Num processo
que não começou agora, a nossa cidade vai definhando, envelhecendo, degradando-se,
naquilo que parece ser uma caminhada imparável para um abismo de pobreza e
subdesenvolvimento. Episódios recentes parecem confirmar esta ideia.
A nossa Câmara
Municipal afunda-se num poço de endividamento que, entre o ocultado e o
assumido, compromete a ação camarária para os próximos (longos) anos. Uma
situação que parece inexplicável pois, afinal, ficou por fazer o saneamento,
ficou por fazer a reabilitação urbana, ficaram por fazer os melhoramentos dos
caminhos municipais, ficou por reabilitar o Centro Hípico, ficou por modernizar
o mercado, ficou por ampliar a oferta do serviço de minibus, por exemplo.
Apesar disso, é
o Vice-presidente (não o Presidente que, perante as dificuldades, parece
desaparecido sem combate) da CM Horta que anuncia
triunfante que a Câmara só demora mais de três meses a pagar a fornecedores,
enquanto antes demorava mais de quatro. Continuam assim as empresas locais, com
os seus maços de faturas penduradas, a financiar a irresponsabilidade
autárquica. É o que temos.
É o que temos,
mas não é certamente o que merecemos. Podíamos ter uma Câmara que se dedicasse
menos ao malabarismo contabilístico e mais à boa ginástica orçamental, gerindo
com rigor e clareza os fundos que são de todos, em vez de andar a vender
património a si própria, aprofundando dívidas bancárias e enterrando uma fatia
cada vez maior dos recursos disponíveis em encargos inúteis.
Podíamos ter
uma Câmara que aprofundasse as parcerias com as Juntas de Freguesia, que fazem
muitas vezes melhor e quase sempre mais barato e que dão trabalho a pequenas
empresas locais.
Podíamos ter
uma Câmara que levasse a sério a reabilitação urbana, que recuperasse,
reanimasse, mas sobretudo reabitasse o nosso inimitável centro histórico, em
vez de se limitar a entaipar portas e janelas e a espetar um catrapázio na
fachada, como sucedeu tristemente no Largo do Bispo, por exemplo.
Podíamos ter
uma Câmara que entendesse que a cultura é uma parte essencial da economia da
ilha e do nosso poder de atração e que dinamizá-la é mais do que distribuir
cheques (cada vez mais magros) no aniversário das instituições, que criar
públicos e consolidar agentes culturais leva tempo, persistência, visão.

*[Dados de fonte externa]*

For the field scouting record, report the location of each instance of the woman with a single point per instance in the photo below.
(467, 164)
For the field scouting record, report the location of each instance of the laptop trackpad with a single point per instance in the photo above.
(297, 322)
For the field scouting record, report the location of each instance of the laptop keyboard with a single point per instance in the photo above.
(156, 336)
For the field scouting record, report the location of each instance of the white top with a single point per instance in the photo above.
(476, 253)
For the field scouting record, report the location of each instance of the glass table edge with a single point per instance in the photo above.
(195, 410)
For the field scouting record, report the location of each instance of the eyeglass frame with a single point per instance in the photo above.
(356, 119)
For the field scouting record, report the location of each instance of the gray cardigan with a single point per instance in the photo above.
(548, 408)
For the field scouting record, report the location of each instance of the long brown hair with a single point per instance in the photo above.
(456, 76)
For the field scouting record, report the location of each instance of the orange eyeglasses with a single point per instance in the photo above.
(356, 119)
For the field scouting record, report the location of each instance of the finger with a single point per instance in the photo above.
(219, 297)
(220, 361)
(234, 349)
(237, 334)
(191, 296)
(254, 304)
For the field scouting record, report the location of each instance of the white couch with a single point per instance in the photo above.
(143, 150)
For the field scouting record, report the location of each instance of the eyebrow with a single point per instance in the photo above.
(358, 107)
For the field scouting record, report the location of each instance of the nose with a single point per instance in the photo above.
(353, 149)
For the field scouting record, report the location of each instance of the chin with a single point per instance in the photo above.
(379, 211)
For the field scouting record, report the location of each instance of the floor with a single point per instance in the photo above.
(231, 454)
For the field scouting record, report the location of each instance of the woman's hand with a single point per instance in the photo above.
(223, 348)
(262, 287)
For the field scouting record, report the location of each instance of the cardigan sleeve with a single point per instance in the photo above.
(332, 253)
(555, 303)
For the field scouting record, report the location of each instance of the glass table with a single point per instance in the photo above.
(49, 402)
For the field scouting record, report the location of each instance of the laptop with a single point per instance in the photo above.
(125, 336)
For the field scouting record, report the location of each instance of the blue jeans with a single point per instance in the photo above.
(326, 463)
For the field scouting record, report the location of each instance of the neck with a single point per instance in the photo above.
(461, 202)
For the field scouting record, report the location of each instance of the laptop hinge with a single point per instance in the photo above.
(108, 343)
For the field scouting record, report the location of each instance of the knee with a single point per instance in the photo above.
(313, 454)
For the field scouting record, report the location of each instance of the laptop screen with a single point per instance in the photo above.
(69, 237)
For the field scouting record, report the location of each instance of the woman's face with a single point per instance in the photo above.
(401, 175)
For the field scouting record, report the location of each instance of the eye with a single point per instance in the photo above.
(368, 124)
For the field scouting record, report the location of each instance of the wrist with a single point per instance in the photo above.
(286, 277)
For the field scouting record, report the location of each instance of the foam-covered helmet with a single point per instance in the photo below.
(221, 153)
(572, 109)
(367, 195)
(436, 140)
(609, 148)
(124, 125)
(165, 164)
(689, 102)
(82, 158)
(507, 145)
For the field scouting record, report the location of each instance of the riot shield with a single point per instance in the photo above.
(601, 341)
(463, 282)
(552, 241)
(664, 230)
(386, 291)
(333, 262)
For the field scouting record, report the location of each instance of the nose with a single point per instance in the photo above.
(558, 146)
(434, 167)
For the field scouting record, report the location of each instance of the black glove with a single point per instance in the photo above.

Merecíamos ter uma autarquia que não deixasse morrer o Film Fest ou que votasse
a um quase total abandono o espaço do Banco de Portugal, para dar apenas dois
exemplos.
Podíamos ter
uma Câmara que não degradasse a limpeza urbana, que não desarticulasse a
recolha e reciclagem de resíduos; uma Câmara que percebesse que a qualidade
urbana dificilmente se concilia com a inundação desordenada de automóveis nas
nossas ruas.
Sobretudo,
podíamos ter uma autarquia que não se calasse tanto em relação a quem nos prejudica.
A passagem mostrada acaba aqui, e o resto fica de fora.